Même chose au niveau des traitements : ils ne sont pas adaptés aux femmes. « Les médicaments qu’on donne aux femmes ont été testés dans de grandes études internationales avec une large majorité d’hommes et où les résultats ont été rapportés à toute la population. Donc on ne connaît ni l’efficacité ni les effets secondaires de ces médicaments sur les femmes », relève Marie-Annick Clavel.
Pour la docteure Michèle de Margerie, il faut aussi considérer le « trajet hormonal » des femmes tout au long de leur vie. « J’ai appris par exemple que les femmes qui ont fait état d’une haute pression lors de leur grossesse sont plus à risque, ou encore les femmes qui accouchent avant 37 semaines de gestation et les femmes avec une ménopause précoce, c’est-à-dire avant 40 ans. On découvre toutes sortes de choses à plusieurs niveaux qui informent nos futures lignes directrices », explique-t-elle.
Sensibiliser pour sauver
D’après un sondage réalisé en 2017 par Cœur + AVC, seulement 20 % des Canadiennes parleraient régulièrement à leur médecin de santé cardiaque. Pour Marie-Annick Clavel, il est pourtant essentiel de sensibiliser « les médecins, les chercheurs, le public et les organismes gouvernementaux ». Elle regrette d’ailleurs que 90 % des personnes présentes lors du Sommet — chercheurs, cardiologues et autres experts — soient des femmes. « J’aimerais que les hommes s’intéressent plus à la santé des femmes », déclare-t-elle.

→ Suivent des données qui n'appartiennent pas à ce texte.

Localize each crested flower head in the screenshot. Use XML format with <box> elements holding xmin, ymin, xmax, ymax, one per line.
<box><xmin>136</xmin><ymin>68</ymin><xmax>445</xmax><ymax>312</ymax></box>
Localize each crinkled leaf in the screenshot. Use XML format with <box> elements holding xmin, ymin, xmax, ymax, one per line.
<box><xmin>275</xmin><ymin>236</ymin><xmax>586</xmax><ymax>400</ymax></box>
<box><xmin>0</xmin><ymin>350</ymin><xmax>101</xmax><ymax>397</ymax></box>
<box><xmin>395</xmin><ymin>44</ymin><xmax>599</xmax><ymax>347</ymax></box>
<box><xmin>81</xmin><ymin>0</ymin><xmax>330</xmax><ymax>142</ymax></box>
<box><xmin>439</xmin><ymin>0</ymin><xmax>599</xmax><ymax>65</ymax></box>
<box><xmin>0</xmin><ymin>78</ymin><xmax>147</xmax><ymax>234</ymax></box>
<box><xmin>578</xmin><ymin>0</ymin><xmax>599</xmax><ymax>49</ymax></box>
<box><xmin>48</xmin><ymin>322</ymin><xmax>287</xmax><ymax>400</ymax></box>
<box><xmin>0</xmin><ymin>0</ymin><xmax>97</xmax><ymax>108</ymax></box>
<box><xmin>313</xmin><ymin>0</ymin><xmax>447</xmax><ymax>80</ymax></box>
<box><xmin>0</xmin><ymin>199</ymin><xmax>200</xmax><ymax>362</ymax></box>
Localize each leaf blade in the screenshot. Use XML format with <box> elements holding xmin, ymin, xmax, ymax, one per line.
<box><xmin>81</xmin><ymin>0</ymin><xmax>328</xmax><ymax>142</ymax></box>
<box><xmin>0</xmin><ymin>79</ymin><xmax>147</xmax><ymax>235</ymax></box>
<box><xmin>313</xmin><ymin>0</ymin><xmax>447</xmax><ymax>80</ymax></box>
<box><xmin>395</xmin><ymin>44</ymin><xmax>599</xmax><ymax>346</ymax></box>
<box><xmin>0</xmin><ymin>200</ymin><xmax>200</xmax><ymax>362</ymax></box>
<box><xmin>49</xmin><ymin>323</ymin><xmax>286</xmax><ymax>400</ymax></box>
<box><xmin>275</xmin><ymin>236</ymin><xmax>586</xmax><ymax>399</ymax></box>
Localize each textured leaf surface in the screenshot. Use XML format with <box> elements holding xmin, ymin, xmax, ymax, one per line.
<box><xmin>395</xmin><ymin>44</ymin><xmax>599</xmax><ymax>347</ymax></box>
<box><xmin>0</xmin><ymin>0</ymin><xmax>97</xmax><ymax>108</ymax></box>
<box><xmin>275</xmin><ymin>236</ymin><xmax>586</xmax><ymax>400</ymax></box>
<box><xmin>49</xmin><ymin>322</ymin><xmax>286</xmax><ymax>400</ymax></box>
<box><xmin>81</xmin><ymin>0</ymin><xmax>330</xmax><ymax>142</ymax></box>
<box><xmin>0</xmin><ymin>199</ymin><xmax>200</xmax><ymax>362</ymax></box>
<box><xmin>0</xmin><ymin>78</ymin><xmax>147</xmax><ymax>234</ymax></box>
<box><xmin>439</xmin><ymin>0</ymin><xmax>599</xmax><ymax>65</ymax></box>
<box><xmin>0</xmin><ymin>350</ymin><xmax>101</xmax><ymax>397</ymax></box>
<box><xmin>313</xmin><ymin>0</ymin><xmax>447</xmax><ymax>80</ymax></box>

Le 6 avril, le panel Le fardeau de la maladie du cœur : les voix des femmes, a donné la parole à trois survivantes. Caroline Lavallée, diagnostiquée en 2006 d’une tachycardie supraventriculaire et porte-parole pour Cœur + AVC, tenait à animer ce témoignage poignant. « C’est un moment chargé d’émotions. Le panel permet de constater la souffrance physique et psychologique chez ces femmes. C’est bien de voir qu’on n’est pas seules », note-t-elle.
Car la sensibilisation est un combat pour la Québécoise : « J’ai la ferme conviction que c’est à force d’en parler, de sensibiliser les gens qui nous entourent et la communauté médicale sur la réalité des patientes qu’on peut contribuer à faire avancer les choses. La maladie cardiaque n’est pas une maladie d’homme », souligne-t-elle. Elle encourage autant que possible à « poser des questions » et milite pour la création de groupes de soutien au sein de la communauté de survivants. « Il faut être proactif dans un système qui malheureusement n’est pas capable de subvenir à tous les besoins », ponctue la femme engagée.
Pour Michèle de Margerie, médecin à l’Institut de cardiologie de l’Université d’Ottawa, le Sommet est un moment rassembleur nécessaire. « Il faut éduquer et effectuer un travail conjoint entre chercheurs, médecins, infirmières praticiennes, cardiologues, et programmes de prévention ». Reste à voir quels progrès en découleront.
Le prochain Sommet canadien sur la santé cardiaque des femmes aura lieu à Ottawa en 2020.